After the effort invested in proving the general theorem on acyclic models, it is time to apply it to topology. First, let us prove:

Theorem 5 Suppose ${f, g: X \rightarrow Y}$ are homotopic. Then the maps ${f_*, g_*: H_*(X) \rightarrow H_*(Y)}$ are equal.

Proof: Suppose ${H: X \times [0,1]}$ is a homotopy with ${H(\cdot, 0) = f, H(\cdot, 1) = g}$. Then the maps ${f,g}$ factor as

$\displaystyle X \rightrightarrows^{i_0}_{i_1} X \times [0,1] \rightarrow^H Y$

so if we show that the inclusions ${i_0,i_1}$ sending ${x \in X}$ to ${(x, 0), (x,1)}$ induce equal maps on homology, we will be done.

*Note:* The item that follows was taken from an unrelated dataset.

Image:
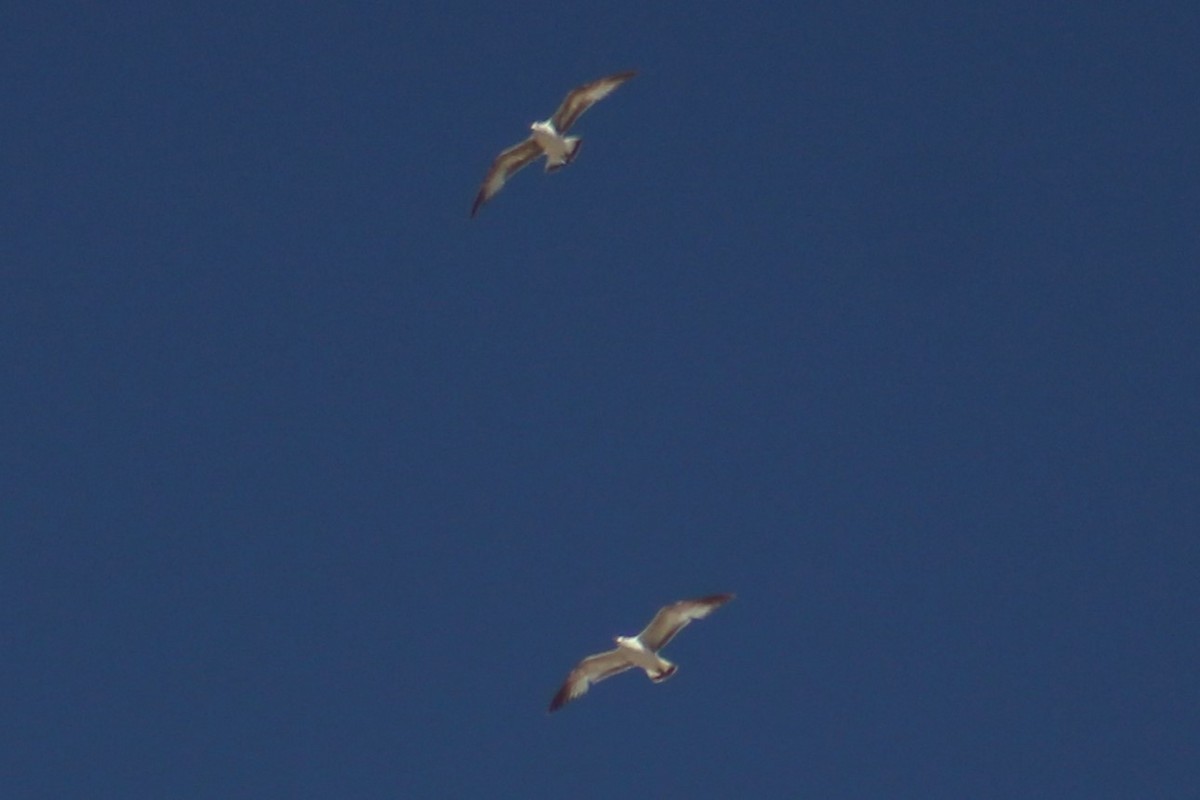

Write ${I = [0,1]}$ for simplicity. For each space ${X}$, the maps ${i_0, i_1: X \rightarrow X \times I}$ are natural. More precisely, if ${X \rightarrow X, X \rightarrow X \times I}$ are the two functors ${\mathbf{Top} \rightarrow \mathbf{Top}}$, then ${i_0, i_1}$ are natural transformations between them.